Viewpoint: SEC's Old Capital Approach Was Tried — and True

A brutal combination of bad financial decisions and serious misjudgments about the inherent value and liquidity of securitized instruments, coupled with the use of excessive leverage, contributed to the demise of Bear Stearns and seriously weakened the capital structure of other major broker-dealers.

The Securities and Exchange Commission oversees the financial condition of all broker-dealers, and it used from 1975 to 2004 a "net capital rule" as its primary tool to ensure that broker-dealers had adequate capital bases and sufficient liquidity.

The rule, which I participated in formulating, required that every broker-dealer compute its net capital daily by doing two things. First, it had to value all liquid assets at market prices and then subject that value to a "haircut" of a specified percentage, depending on the assets' expected market risk. (A 30-year Treasury bond was carried for net capital purposes at 94% of its market value because changes in interest rates would affect its market value; riskier securities were subject to bigger haircuts.) Second, the broker-dealer was limited in the amount of debt it could incur, to about 12 times its net capital, though for various reasons broker-dealers operated at significantly lower ratios.

The SEC's basic net capital rule, one of the prominent successes in federal financial regulatory oversight, had an excellent track record in preserving the securities markets' financial integrity and protecting customer assets. There have been very few liquidations of broker-dealers and virtually no customer or interdealer losses due to broker-dealer insolvency during the past 33 years.

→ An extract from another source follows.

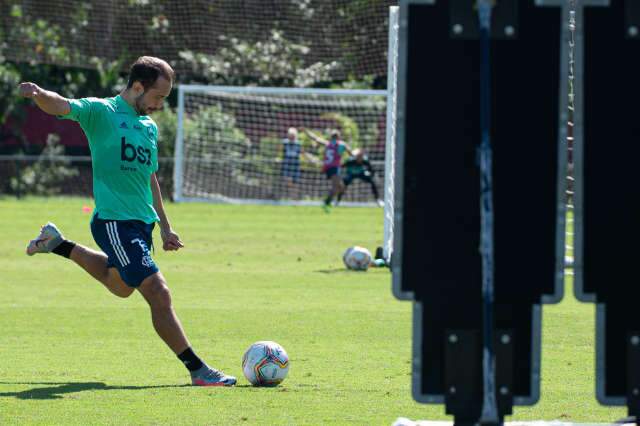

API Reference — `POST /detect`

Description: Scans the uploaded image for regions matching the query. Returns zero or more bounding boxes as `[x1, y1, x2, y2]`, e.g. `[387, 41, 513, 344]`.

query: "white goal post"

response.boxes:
[383, 5, 399, 263]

Under an alternative approach adopted by the SEC in 2004, broker-dealers with, in practice, at least $5 billion of capital (such as Bear Stearns) were permitted to avoid the haircuts on securities positions and the limitations on indebtedness contained in the basic net capital rule. Instead, the alternative net capital program relies heavily on a risk management control system, mathematical models to price positions, value-at-risk models, and close SEC oversight.

As the SEC itself has noted, this alternative program requires significant judgment, as contrasted with the numerical tests and capital charges (the haircuts) imposed on broker-dealers under the basic net capital rule. The alternative approach also requires substantial SEC resources for complex oversight, which apparently are not always available.

The SEC has maintained that the Bear Stearns collapse was precipitated by rumors and an unprecedented crisis of confidence, driven by lack of liquidity for the large securities positions it held. If, however, Bear Stearns and other large broker-dealers had been subject to the typical haircuts on their securities positions, an aggregate indebtedness restriction, and other provisions for determining required net capital under the traditional standards, they would not have been able to incur their high debt leverage without substantially increasing their capital base.

The losses incurred by Bear Stearns and other large broker-dealers were not caused by "rumors" or a "crisis of confidence," but rather by inadequate net capital and the lack of constraints on the incurring of debt.

The SEC should reexamine its net capital rule and consider whether the traditional standards should be reapplied to all broker-dealers. Moreover, broker-dealer losses should give the SEC pause regarding its recent proposal effectively to abandon the objective debt ratings of nationally recognized statistical rating organizations in favor of "subjective" tests of broker-dealers in determining adequate levels of regulatory net capital.

As the Bear Stearns collapse showed, no broker-dealer is "too big to fail" — unless the federal government comes to the rescue.